Baseball just doesn’t get it. Jason Kubel has 15 home runs and 60 RBIs, Aaron Hill has 11 and 40, Hunter Pence has 16 and 50, Aramis Ramirez has 10 and 52 and Jason Heyward has 14 and 41, just to name five players who deserve it. These guys, based on their first-half performance, must give way to a player the fans want to see in a game. It’s not consistent with such a heavy reward for winning the game. Each manager really wants to pick a team he can win with, balanced and able to create the right matchups in late innings.
The fundamental point behind Schmidt’s thinking seems to be that this game means something, so each roster should include the very best players and the very best players only. His underlying point, though, is that the All-Star Game is for those players.
That’s just not true today, if it ever was.
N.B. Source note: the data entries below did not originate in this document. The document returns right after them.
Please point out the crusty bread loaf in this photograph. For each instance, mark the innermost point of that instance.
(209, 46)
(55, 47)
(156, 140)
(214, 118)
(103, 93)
NL teams play AL teams in interleague action all the time, and fans can watch any game pretty much any time they like, so long as they have the means.
The outcome does determine home-field advantage in the World Series, but the WS has only gone seven games once in the past nine years. There are also 30 teams, you know, and only two of them would be effected even if it were to come to that. “This one counts” is a marketer-driven fallacy.
A little bit of the ASG is for the players, because I’m sure the acclaim and contract bonuses and such are nice. But it’s really for the league, its fans, sponsors and partners, all of whom benefit in bigger ways than the small group of participating players.
Thinking the other way around on that provides a limited view, kind of like basing a player’s all-around performance on RBI.